Evidence Base and Quality Standards

The active ingredients in this product have been evaluated in landmark randomised controlled trials forming the foundation of evidence-based cardiovascular medicine. Major international guidelines from the European Society of Cardiology (ESC/ESH), American College of Cardiology/American Heart Association (ACC/AHA), and National Institute for Health and Care Excellence (NICE) support their use in evidence-based treatment algorithms. GMP-compliant manufacturing ensures consistent product quality, identity, strength, and safety across all manufactured batches. Patients should obtain prescription cardiovascular medications only through licensed pharmacies with valid prescriptions to ensure receipt of authentic, quality-assured products.

Blood Pressure Targets and Monitoring

Current major cardiovascular guidelines (ESC/ESH 2023, ACC/AHA 2017) recommend the following blood pressure targets for hypertensive patients: general adult population with uncomplicated hypertension, target below 130/80 mmHg; patients aged ≥65 years, target 130–139/70–79 mmHg (avoiding over-treatment which may paradoxically increase risk through J-curve phenomena); patients with CKD and proteinuria, target below 130/80 mmHg; patients with coronary artery disease and stable angina, target 130/80 mmHg or lower; patients with diabetes mellitus, target below 130/80 mmHg.

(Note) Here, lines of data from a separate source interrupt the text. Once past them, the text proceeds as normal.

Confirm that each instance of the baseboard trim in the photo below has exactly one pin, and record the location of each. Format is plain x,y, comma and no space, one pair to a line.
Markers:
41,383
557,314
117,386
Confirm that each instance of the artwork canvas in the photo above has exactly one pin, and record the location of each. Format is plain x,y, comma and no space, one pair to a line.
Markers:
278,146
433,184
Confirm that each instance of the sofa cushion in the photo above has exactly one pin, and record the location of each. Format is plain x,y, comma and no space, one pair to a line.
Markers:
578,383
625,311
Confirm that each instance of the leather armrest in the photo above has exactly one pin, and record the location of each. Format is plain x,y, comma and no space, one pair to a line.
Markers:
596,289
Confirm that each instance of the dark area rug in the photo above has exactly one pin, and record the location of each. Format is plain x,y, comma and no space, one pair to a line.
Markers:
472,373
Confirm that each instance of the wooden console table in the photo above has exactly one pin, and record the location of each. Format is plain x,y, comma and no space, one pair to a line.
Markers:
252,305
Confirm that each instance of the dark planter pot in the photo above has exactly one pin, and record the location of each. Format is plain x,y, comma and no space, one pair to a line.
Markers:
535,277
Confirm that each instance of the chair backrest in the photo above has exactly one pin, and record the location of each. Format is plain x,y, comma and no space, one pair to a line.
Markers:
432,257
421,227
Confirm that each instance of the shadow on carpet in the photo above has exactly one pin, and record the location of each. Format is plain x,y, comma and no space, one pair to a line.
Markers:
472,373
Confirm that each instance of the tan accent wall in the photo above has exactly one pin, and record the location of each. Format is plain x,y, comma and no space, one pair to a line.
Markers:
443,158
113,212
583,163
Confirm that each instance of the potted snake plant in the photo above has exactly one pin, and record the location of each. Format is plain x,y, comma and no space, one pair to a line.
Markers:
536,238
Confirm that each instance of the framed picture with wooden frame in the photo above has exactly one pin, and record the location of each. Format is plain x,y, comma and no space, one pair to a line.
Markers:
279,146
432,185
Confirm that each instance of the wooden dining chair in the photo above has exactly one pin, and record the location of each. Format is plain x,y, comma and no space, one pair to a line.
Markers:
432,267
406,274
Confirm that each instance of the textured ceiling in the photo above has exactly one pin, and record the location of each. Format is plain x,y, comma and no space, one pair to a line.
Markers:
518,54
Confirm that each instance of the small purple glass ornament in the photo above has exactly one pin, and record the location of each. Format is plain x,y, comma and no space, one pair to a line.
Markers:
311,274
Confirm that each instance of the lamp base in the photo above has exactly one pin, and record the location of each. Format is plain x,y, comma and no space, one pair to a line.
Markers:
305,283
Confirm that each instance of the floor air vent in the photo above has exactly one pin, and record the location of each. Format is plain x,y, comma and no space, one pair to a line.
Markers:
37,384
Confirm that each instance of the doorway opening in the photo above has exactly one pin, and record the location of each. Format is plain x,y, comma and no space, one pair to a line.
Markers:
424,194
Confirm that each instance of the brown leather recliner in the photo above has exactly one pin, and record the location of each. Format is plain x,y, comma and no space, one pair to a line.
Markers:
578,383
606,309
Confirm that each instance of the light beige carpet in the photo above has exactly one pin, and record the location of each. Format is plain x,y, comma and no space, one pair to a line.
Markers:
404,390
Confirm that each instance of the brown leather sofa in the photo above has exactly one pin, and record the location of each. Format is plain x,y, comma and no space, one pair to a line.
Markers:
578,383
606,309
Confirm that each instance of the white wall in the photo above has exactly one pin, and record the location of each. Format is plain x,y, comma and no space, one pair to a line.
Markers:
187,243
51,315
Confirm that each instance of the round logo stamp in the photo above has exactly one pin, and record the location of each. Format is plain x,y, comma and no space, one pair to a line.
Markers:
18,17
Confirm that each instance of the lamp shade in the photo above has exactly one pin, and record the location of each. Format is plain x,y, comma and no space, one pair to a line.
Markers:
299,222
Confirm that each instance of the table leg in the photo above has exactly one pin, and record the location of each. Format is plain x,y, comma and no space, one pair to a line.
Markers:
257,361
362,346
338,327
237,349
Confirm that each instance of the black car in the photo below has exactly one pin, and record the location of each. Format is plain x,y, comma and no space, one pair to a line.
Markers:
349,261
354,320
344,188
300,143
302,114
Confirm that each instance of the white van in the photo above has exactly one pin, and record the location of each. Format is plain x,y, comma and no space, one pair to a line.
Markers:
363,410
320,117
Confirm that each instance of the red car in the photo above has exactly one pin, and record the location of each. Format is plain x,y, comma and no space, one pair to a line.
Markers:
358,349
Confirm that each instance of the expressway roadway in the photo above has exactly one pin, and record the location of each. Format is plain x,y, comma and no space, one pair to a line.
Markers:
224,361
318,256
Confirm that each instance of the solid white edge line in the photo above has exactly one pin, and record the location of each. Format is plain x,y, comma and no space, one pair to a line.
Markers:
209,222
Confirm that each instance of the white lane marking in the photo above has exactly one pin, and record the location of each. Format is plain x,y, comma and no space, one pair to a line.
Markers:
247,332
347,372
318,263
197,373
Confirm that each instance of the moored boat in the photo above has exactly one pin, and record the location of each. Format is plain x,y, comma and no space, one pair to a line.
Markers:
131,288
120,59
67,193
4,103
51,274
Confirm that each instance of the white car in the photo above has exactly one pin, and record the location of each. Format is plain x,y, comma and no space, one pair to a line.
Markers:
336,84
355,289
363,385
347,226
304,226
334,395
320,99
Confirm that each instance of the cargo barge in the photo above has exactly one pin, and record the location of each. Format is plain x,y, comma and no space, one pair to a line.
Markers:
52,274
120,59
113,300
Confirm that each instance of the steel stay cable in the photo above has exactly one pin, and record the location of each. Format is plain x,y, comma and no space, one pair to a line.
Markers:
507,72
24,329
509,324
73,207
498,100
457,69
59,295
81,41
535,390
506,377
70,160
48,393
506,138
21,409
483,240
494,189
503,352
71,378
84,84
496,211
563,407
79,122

Home blood pressure monitoring (HBPM) and 24-hour ambulatory BP monitoring (ABPM) are recommended over office BP measurements alone for treatment decisions — office measurements overestimate true BP (white coat hypertension) in approximately 15–30% of patients and underestimate it (masked hypertension) in others. ABPM or HBPM provides more accurate cardiovascular risk assessment and better treatment optimisation.

Patient Counselling Summary

Key points for all patients on antihypertensive and cardiovascular medications: Take medications at the same time daily for consistent drug levels. Never skip doses — cardiovascular medications require consistent daily use for their full protective benefit. Never stop medications abruptly — particularly beta-blockers (rebound angina/hypertension risk) and antianginal drugs. Monitor blood pressure at home at the same time each day in a relaxed, seated position after 5 minutes rest. Report side effects promptly — many can be managed with dose adjustment or substitution rather than discontinuation. Maintain lifestyle modifications: salt restriction (below 6g/day), DASH or Mediterranean diet, regular moderate-intensity aerobic exercise (150 minutes/week), smoking cessation, and alcohol moderation. Attend all scheduled follow-up appointments for blood pressure recording, ECG, and biochemical monitoring as indicated.

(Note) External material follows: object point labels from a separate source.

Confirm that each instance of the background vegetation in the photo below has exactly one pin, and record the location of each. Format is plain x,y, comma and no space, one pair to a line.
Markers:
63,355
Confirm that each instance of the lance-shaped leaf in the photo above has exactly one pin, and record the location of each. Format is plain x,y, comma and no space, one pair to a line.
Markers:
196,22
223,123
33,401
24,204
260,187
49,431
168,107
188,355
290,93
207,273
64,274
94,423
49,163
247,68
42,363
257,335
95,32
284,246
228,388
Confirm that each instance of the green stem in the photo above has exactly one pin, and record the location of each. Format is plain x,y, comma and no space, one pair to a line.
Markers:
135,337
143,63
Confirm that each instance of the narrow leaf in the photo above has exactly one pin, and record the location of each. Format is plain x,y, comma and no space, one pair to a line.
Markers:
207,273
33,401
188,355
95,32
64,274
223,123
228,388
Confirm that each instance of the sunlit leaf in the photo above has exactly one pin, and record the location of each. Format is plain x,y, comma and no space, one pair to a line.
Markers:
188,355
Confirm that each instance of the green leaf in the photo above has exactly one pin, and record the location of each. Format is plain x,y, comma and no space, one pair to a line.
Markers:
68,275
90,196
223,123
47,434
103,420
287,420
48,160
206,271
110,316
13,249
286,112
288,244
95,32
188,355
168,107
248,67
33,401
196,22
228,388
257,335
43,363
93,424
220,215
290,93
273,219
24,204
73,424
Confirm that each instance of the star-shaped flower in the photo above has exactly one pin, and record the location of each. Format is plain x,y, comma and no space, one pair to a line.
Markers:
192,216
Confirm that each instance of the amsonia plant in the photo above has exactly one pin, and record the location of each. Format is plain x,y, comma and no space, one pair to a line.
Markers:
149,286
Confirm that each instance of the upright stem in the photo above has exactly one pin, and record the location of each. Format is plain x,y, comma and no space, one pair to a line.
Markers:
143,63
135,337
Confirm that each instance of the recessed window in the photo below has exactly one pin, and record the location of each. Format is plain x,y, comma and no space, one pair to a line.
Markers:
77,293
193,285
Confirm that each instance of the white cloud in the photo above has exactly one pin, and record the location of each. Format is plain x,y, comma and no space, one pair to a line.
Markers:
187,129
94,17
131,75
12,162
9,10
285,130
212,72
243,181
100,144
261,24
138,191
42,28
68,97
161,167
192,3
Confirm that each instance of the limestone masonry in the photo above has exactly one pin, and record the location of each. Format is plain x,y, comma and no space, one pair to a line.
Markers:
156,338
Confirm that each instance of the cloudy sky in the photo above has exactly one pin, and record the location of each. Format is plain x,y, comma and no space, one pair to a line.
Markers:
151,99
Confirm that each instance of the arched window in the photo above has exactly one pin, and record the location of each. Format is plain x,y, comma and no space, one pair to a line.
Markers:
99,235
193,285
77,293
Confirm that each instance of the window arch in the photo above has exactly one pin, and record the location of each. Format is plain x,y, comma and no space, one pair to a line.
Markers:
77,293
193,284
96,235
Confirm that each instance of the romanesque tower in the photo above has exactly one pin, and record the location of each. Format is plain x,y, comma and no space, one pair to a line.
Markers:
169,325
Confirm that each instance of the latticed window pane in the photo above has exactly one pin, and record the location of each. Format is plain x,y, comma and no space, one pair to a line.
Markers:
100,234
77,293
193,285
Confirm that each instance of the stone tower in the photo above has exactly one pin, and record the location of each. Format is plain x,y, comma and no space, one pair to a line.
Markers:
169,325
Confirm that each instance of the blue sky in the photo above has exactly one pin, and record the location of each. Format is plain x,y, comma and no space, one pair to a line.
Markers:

Important Medical Disclaimer

This product information guide is provided for general educational purposes only, prepared in accordance with YMYL (Your Money Your Life) content standards. All information draws on regulatory prescribing information, peer-reviewed pharmacological literature, and established clinical guidelines. It does not replace professional medical advice from a qualified physician, cardiologist, endocrinologist, gynaecologist, or pharmacist. Drug therapy decisions must be individualised. Self-diagnosis and self-treatment of cardiovascular, hormonal, and parasitic conditions can be dangerous. Always consult a qualified healthcare professional before starting, changing, or stopping any medication.